A Scientific Neighborhood

At some point, very early in our meteorological education, we learn that the atmosphere, the oceans—and thus weather and climate everywhere—are inextricably linked across the globe. Your weather is my weather, no matter where you live and where I live.
Weather makes us all neighbors—partners in science across vast distances. The idea is indelibly etched in our science. It was alive as early as Benjamin Franklin, writing to his brother hundreds of miles away to ask if the weather in Boston bore any relation to the weather in Philadelphia. It pervades the insights of Edward Lorenz, who taught that the flap of a butterfly’s wings in Brazil might be the trigger for a tornado in Texas.
The neighbor principle of weather drives discovery and propels the dramatic improvement in forecasting and understanding we continue to witness. We see this ethos in the free exchange of data and sharing of resources to build our Global Observing System. We see it when Europeans and Japanese move their satellites to help us cover gaps in our observing, and when Americans do the same for them. In science and saving lives, we are neighbors, across thousands of miles of ocean.
The good neighbor spirit was alive and well at an AMS Annual Meeting Town Hall on U.S.-International Partnerships this month. The panel featured representatives from AMS, the World Meteorological Organization, and the meteorological societies of China, Japan, South Korea—people who traveled half a world from their families to be with us. They came together to tout the value of close international collaborations. At the Town Hall, it was clear why scientists seek opportunities to confer with each other, across borders. “We need to learn from each other,” the panelists agreed.
Last week the AMS joined 170 other professional, academic, and scientific organizations in signing a letter to President Trump. The letter warned that the Executive Order issued on January 27 regarding visas and immigration has “profound implications for diplomatic, humanitarian, and national security interests, in part because of the negative impact on U.S. science and engineering capacity.”
The letter points out that

In order to remain the world leader in advancing scientific knowledge and innovations, the U.S. science and technology enterprise must continue to capitalize on the international and multi-cultural environment within which it operates.

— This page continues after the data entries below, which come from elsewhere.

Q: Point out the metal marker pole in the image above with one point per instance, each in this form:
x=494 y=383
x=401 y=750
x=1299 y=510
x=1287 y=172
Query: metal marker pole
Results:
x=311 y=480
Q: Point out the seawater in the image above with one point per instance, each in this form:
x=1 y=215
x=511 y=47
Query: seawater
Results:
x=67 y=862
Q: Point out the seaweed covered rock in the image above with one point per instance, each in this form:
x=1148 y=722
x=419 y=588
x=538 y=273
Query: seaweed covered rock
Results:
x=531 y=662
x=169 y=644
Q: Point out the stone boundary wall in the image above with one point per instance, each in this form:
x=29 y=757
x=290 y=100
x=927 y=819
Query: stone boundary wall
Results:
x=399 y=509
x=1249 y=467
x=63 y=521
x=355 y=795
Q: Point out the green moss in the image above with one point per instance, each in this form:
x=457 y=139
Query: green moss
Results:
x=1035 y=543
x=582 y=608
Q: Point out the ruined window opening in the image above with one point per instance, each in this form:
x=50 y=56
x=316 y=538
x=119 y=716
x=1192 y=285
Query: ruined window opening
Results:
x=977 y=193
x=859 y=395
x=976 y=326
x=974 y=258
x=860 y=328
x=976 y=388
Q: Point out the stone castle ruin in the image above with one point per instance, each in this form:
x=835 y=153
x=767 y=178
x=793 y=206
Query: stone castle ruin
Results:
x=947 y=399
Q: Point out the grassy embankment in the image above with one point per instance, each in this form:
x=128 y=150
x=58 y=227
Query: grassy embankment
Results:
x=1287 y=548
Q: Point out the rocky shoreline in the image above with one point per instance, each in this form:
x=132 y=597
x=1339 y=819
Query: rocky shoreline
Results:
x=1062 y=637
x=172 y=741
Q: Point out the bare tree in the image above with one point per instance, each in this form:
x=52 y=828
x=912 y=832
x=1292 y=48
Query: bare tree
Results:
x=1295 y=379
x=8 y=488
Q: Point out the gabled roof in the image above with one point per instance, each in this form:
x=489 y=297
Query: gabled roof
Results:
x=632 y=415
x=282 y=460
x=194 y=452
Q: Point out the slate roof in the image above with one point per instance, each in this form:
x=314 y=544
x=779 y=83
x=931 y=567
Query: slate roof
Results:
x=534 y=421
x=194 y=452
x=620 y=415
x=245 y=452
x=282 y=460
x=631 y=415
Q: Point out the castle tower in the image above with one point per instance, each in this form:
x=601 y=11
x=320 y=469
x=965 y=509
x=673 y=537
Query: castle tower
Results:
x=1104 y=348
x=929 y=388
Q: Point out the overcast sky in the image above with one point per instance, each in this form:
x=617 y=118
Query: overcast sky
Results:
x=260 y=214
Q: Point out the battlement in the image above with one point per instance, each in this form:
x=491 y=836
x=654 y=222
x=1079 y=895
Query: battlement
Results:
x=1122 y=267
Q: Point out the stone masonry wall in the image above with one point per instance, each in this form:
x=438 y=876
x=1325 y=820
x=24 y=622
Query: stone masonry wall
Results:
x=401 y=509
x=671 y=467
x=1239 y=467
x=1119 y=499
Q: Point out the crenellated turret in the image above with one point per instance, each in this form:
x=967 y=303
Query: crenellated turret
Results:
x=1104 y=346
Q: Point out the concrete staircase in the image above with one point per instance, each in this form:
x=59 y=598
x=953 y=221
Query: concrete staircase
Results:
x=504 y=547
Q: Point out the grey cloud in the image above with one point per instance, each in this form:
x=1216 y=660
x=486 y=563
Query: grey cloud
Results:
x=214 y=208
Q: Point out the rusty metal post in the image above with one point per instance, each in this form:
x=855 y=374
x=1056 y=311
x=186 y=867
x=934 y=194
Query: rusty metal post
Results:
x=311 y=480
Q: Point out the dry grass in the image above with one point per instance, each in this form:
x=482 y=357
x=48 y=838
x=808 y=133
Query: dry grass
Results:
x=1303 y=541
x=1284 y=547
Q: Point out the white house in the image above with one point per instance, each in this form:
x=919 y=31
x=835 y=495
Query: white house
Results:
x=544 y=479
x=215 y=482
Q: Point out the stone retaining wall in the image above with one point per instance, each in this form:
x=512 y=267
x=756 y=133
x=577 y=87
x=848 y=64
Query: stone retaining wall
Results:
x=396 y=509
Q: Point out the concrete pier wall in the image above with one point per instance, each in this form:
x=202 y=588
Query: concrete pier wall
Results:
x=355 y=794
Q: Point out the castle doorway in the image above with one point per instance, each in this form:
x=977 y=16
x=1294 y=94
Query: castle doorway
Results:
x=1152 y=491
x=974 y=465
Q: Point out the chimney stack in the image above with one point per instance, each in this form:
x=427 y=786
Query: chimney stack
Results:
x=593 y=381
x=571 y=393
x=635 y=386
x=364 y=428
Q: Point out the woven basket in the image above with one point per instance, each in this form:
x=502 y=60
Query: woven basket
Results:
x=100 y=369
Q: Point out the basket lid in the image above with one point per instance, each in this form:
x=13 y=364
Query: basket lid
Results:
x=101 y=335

AMS has been doing more and more to recognize the reality of that international and multi-cultural environment in our disciplines. This reality has a long history. Franklin’s ideas on lightning were quickly celebrated in Europe, for example. And the founder of modern weather services in our country, Cleveland Abbe, encouraged translations of seminal European papers in the pages of Monthly Weather Review, a journal he founded in 1872 to make domestic meteorologists aware of relevant scientific innovations. Throughout the early 20th century revolution of scientific weather forecasting, major advances came through exchanges of scientists traveling to Europe, and from Europeans scientists who came to the United States. Nearly every American in the AMS can trace their personal scientific “lineage” to trans-Atlantic and trans-Pacific exchanges of this kind.
Today, AMS continues this neighborliness of science—through cooperative agreements with societies in Canada, China, Europe, and India and elsewhere, through the programming of its meetings, and through the pages of its widely read journals. Take the latest Annual Meeting: more than 500 attendees came from outside the United States. Look at the latest issue of AMS’s Journal of Climate: fully half of the 50 authors listed there are affiliated with institutions of other countries. A large number of the other half were educated, at least in part, in overseas institutions. Scientific talent, innovative ideas, professional heritage—all flow across the globe as necessarily as wind and water.
This international environment is the scientific neighborhood in which we live. It is one critical reason that AMS and its cosigners offered the President their assistance in “crafting an immigration and visa policy that ensures strong borders while staying true to foundational American principles as a nation of immigrants.”